Population, Poverty and Development
Many of the world’s social and economic problems can
be directly attributed to population growth. Issues such as
poverty, hunger, child mortality, insufficient health care
and diminishing natural resources are a result of too many
people competing for limited or misdirected resources.
By the year 2015, the world’s population is estimated
to exceed 7 billion. Despite the world’s best efforts,
more than 600 million of those people will still be trapped
in poverty. Yet poverty is much more than mere economics;
poverty denies people the choices and opportunities they need
to improve their lives.
In 1990, an estimated 28 percent of the developing world’s
people, more than 1.2 billion people, were living in extreme
poverty, many with an income of less than $1 a day. By 2002,
that percentage had dropped to an impressive 19 percent. The
greatest change was seen in Eastern Asia, South-Eastern Asia
and Oceania, while the greatest challenge for easing poverty
remains in Latin America, the Caribbean, and especially Sub-Saharan
Africa, where the rise in the population of people living
in extreme poverty has negated the small decline in the poverty
rate.
Despite the positive aspects of change in poverty rates,
the number of people who go hungry has been slow to decline.

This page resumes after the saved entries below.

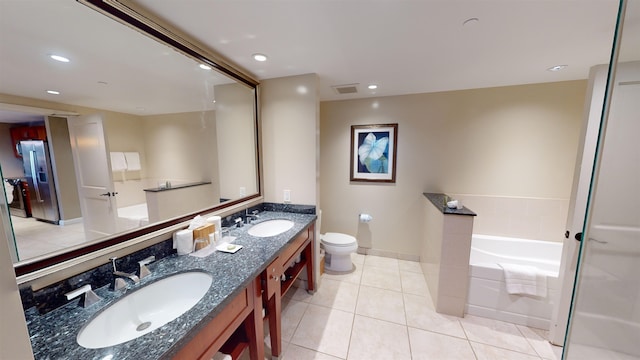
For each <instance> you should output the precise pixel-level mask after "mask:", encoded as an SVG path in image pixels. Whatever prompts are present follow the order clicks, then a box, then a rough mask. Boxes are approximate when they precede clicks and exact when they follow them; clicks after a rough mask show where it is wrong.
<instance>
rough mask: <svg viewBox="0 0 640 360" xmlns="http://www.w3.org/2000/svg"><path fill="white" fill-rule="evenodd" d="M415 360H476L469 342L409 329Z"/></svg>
mask: <svg viewBox="0 0 640 360" xmlns="http://www.w3.org/2000/svg"><path fill="white" fill-rule="evenodd" d="M409 342H410V343H411V358H412V359H413V360H420V359H424V360H432V359H448V360H475V358H476V357H475V355H474V354H473V349H471V345H470V344H469V341H467V340H465V339H460V338H455V337H451V336H447V335H442V334H436V333H433V332H430V331H425V330H420V329H415V328H412V327H409Z"/></svg>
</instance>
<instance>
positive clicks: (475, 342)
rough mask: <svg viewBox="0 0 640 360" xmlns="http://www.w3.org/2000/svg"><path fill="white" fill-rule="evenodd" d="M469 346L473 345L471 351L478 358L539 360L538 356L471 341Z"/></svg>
mask: <svg viewBox="0 0 640 360" xmlns="http://www.w3.org/2000/svg"><path fill="white" fill-rule="evenodd" d="M471 347H473V351H474V352H475V354H476V358H477V359H478V360H496V359H500V360H540V358H539V357H537V356H535V355H528V354H524V353H521V352H517V351H512V350H507V349H503V348H499V347H495V346H491V345H486V344H481V343H477V342H473V341H472V342H471Z"/></svg>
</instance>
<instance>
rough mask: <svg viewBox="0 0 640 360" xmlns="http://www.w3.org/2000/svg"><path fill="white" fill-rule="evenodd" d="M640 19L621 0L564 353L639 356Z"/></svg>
mask: <svg viewBox="0 0 640 360" xmlns="http://www.w3.org/2000/svg"><path fill="white" fill-rule="evenodd" d="M639 20H640V1H637V0H634V1H629V2H628V3H627V2H626V1H624V0H623V1H621V11H620V14H619V21H618V28H617V31H616V38H615V41H614V51H613V56H612V61H611V64H612V65H611V67H610V71H609V79H608V85H607V93H606V96H605V106H604V111H603V121H602V123H601V128H600V136H599V141H598V150H597V154H596V166H595V168H594V172H593V177H592V180H591V192H590V195H589V205H588V210H587V218H586V221H585V231H584V234H583V237H582V244H581V253H580V259H579V267H578V273H577V277H576V288H575V289H574V298H573V304H572V309H571V314H570V322H569V327H568V330H567V338H566V342H565V348H564V354H563V358H564V359H581V360H582V359H640V61H639V60H640V42H639V41H637V38H636V39H631V38H629V37H630V35H631V33H632V32H636V33H637V31H638V25H639ZM625 24H626V26H627V33H625ZM625 35H627V36H626V37H625Z"/></svg>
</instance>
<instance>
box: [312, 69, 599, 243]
mask: <svg viewBox="0 0 640 360" xmlns="http://www.w3.org/2000/svg"><path fill="white" fill-rule="evenodd" d="M585 91H586V81H570V82H560V83H550V84H534V85H522V86H511V87H500V88H489V89H475V90H465V91H453V92H442V93H430V94H416V95H406V96H393V97H385V98H370V99H361V100H349V101H330V102H323V103H322V104H321V108H320V114H321V117H320V149H321V151H320V173H321V174H322V176H321V181H320V186H321V196H320V202H321V204H322V210H323V222H322V232H327V231H335V232H344V233H348V234H352V235H355V236H358V235H359V233H361V234H362V235H363V236H359V237H361V238H363V239H365V243H364V244H362V243H361V244H360V245H361V246H363V245H364V246H365V247H371V248H373V249H378V250H384V251H390V252H395V253H398V254H417V253H418V252H419V239H420V237H421V226H420V225H419V224H420V221H421V214H422V213H423V211H422V210H421V206H422V204H423V200H422V193H423V192H444V193H448V194H453V195H461V196H463V197H464V196H466V197H465V200H464V201H466V203H465V205H468V207H469V208H471V209H472V210H474V211H476V212H478V217H477V218H476V219H475V224H476V225H475V227H476V228H477V227H478V226H479V227H480V228H483V227H484V228H486V229H493V228H494V226H493V225H494V223H496V222H497V226H500V217H499V216H500V213H503V211H496V212H495V214H494V215H490V214H487V212H486V211H484V209H474V207H473V203H474V200H476V199H481V200H480V201H476V203H478V204H483V206H484V204H485V203H488V204H491V205H487V207H488V206H493V207H496V206H500V205H505V204H507V205H509V207H507V208H505V209H504V211H505V212H509V213H518V212H522V213H525V212H526V210H525V209H523V208H521V207H519V206H516V205H517V204H520V205H522V202H518V200H527V199H532V200H533V201H534V203H535V204H534V205H531V207H532V211H533V212H534V213H535V214H536V215H539V214H538V213H539V211H541V210H540V206H541V207H542V210H544V209H545V208H546V205H547V204H552V205H553V204H556V205H557V204H558V203H560V205H557V206H559V209H558V210H557V211H556V214H557V215H555V216H554V218H557V219H547V218H544V217H541V216H538V217H536V219H537V221H539V223H538V224H537V225H536V227H538V228H540V227H541V226H546V225H547V222H550V223H553V224H554V225H553V226H551V225H549V226H550V227H558V226H559V227H562V226H564V222H565V220H566V206H564V204H565V203H568V200H569V196H570V191H571V184H572V176H573V168H574V161H575V158H576V151H577V146H578V136H579V133H580V125H581V119H582V110H583V103H584V99H585ZM384 123H398V124H399V128H398V149H397V151H398V153H397V156H398V158H397V176H396V183H395V184H368V183H358V182H353V183H351V182H349V153H350V136H351V135H350V131H351V130H350V126H351V125H364V124H384ZM505 198H506V199H508V201H507V202H506V203H505V202H501V199H505ZM485 200H486V201H485ZM512 200H513V201H514V202H511V201H512ZM547 200H548V201H549V203H547ZM539 201H541V202H539ZM535 205H538V209H533V207H535ZM524 206H525V208H526V207H527V206H529V203H528V202H526V201H525V205H524ZM554 206H555V205H554ZM563 206H564V207H563ZM516 209H517V210H518V211H514V210H516ZM480 210H483V211H482V212H481V211H480ZM501 210H502V209H501ZM360 212H367V213H369V214H371V215H372V216H373V218H374V219H373V221H372V222H371V223H369V224H368V225H366V226H362V225H360V226H359V223H358V214H359V213H360ZM524 222H526V220H522V219H520V218H518V219H514V220H513V223H514V224H516V223H524ZM485 223H486V224H488V225H486V226H485V225H484V224H485ZM558 224H560V225H558ZM523 226H525V227H526V226H527V225H526V224H524V225H523ZM514 228H517V229H516V231H514V232H513V233H510V234H502V235H511V236H515V235H518V234H520V233H521V232H522V231H521V230H522V229H520V228H519V227H518V226H514ZM474 232H475V229H474ZM539 232H540V231H539ZM545 232H551V231H545ZM560 235H561V234H560Z"/></svg>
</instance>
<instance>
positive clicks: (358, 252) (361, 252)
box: [357, 247, 420, 262]
mask: <svg viewBox="0 0 640 360" xmlns="http://www.w3.org/2000/svg"><path fill="white" fill-rule="evenodd" d="M357 252H358V254H362V255H373V256H381V257H388V258H391V259H399V260H408V261H416V262H417V261H420V255H411V254H401V253H396V252H393V251H387V250H378V249H369V248H364V247H358V251H357Z"/></svg>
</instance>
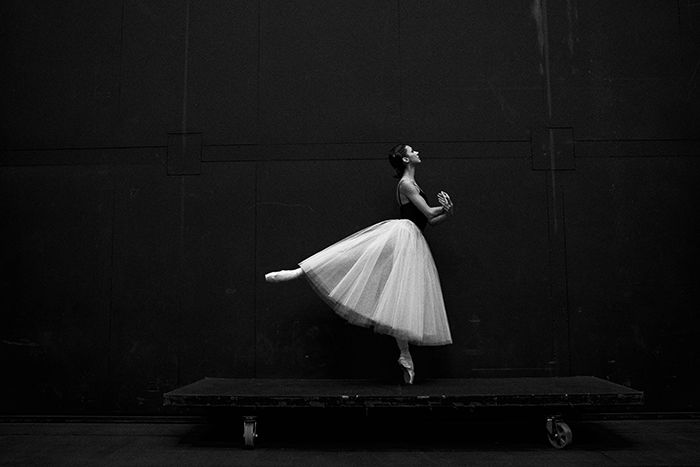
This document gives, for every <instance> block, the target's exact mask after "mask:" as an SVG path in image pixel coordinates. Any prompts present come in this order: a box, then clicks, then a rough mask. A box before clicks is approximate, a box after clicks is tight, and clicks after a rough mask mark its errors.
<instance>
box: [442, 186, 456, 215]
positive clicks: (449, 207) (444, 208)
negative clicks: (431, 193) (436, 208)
mask: <svg viewBox="0 0 700 467" xmlns="http://www.w3.org/2000/svg"><path fill="white" fill-rule="evenodd" d="M438 202H439V203H440V204H441V205H442V208H443V209H444V210H445V212H446V213H447V214H452V207H453V206H454V205H453V204H452V200H451V199H450V195H448V194H447V193H445V192H444V191H441V192H440V193H438Z"/></svg>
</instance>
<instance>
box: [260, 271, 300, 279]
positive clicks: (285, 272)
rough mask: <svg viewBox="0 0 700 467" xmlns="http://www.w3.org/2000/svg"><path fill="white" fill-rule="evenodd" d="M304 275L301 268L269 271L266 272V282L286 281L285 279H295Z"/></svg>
mask: <svg viewBox="0 0 700 467" xmlns="http://www.w3.org/2000/svg"><path fill="white" fill-rule="evenodd" d="M301 276H302V271H301V269H295V270H291V271H288V270H286V269H285V270H282V271H275V272H268V273H267V274H265V281H266V282H285V281H291V280H294V279H297V278H299V277H301Z"/></svg>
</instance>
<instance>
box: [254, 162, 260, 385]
mask: <svg viewBox="0 0 700 467" xmlns="http://www.w3.org/2000/svg"><path fill="white" fill-rule="evenodd" d="M259 165H260V163H259V162H255V175H254V183H255V186H254V194H253V203H254V204H253V273H254V274H255V277H253V377H255V378H257V377H258V166H259Z"/></svg>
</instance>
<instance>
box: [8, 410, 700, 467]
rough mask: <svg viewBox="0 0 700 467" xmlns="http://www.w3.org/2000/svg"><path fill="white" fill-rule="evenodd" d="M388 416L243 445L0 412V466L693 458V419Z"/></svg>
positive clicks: (321, 419) (238, 442) (625, 464)
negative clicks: (550, 427)
mask: <svg viewBox="0 0 700 467" xmlns="http://www.w3.org/2000/svg"><path fill="white" fill-rule="evenodd" d="M392 418H393V416H391V415H389V416H386V417H382V416H380V417H369V418H361V417H358V418H354V419H353V417H349V418H347V417H345V416H342V415H341V416H338V415H337V414H331V416H330V417H328V416H324V417H316V416H314V415H313V414H312V415H311V416H309V414H308V413H303V412H293V413H292V416H284V417H278V418H276V419H275V420H270V419H268V420H265V419H263V418H261V419H260V424H259V429H258V431H259V435H260V436H259V438H258V440H257V442H256V448H255V449H253V450H245V449H242V436H241V431H242V427H241V424H240V423H239V422H238V420H240V419H238V418H237V419H235V420H236V423H233V424H232V423H230V419H227V422H224V421H223V419H204V418H196V417H192V418H185V419H182V418H172V419H168V418H161V419H149V418H144V419H135V420H132V419H128V420H123V421H114V420H110V419H105V420H96V421H90V420H81V421H79V422H66V421H65V420H64V421H60V422H57V421H45V420H37V419H28V420H29V421H18V420H16V419H12V420H10V421H8V420H7V419H5V421H1V422H0V465H3V466H6V465H9V466H12V465H18V466H19V465H21V466H30V465H41V466H45V465H71V466H76V465H100V466H117V465H118V466H121V465H124V466H126V465H128V466H140V465H149V466H150V465H153V466H156V465H242V466H244V465H265V466H268V465H269V466H279V465H304V466H329V465H354V466H356V465H372V466H376V465H392V466H406V465H421V466H430V465H435V466H438V465H439V466H443V465H489V466H492V465H533V466H534V465H537V466H541V465H567V464H568V465H596V466H600V465H700V420H699V419H697V418H693V417H691V418H683V419H659V420H656V419H651V420H650V419H646V420H588V421H579V422H577V423H571V428H572V430H573V436H574V440H573V443H572V445H571V446H569V447H567V448H566V449H554V448H552V447H551V446H550V445H549V444H548V442H547V440H546V437H545V436H544V435H543V424H542V423H540V421H538V422H537V423H534V422H533V421H499V422H495V421H465V420H463V419H457V420H431V419H430V418H426V417H419V418H418V419H417V420H415V422H414V423H412V422H410V421H407V419H402V420H401V421H400V423H396V421H395V420H392ZM264 421H267V424H264V423H263V422H264Z"/></svg>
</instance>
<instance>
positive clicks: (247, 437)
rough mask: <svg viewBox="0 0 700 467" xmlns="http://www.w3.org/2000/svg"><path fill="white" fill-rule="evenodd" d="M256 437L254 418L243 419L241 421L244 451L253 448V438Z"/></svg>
mask: <svg viewBox="0 0 700 467" xmlns="http://www.w3.org/2000/svg"><path fill="white" fill-rule="evenodd" d="M257 437H258V433H257V421H256V420H255V417H244V419H243V440H244V442H245V448H246V449H253V448H254V447H255V438H257Z"/></svg>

In 1990, 20 percent of the people in the developing world
did not have sufficient food to meet their daily needs. In
2003, an estimated 17 percent, or 824 million people, were
affected by chronic hunger.
PCI-Media Impact programming was initially
established to help less developed countries focus on the
problem of overpopulation and the effect it has on hunger,
poverty and the environment. In light of subsequent research
into the root causes of poverty and a better understanding
of global population trends, PCI-Media Impact
has refocused our programs to promote access to reproductive
health services, expanded educational and economic opportunities
and maternal and child health.
Worldwide, families are having half as many children
today as they did in the 1960s, but fertility remains high
in the poorest countries. Some 350 million couples still do
not have access to a range of effective and affordable family
planning services, and the demand for these services is expected
to increase by 40 percent in the next 15 years.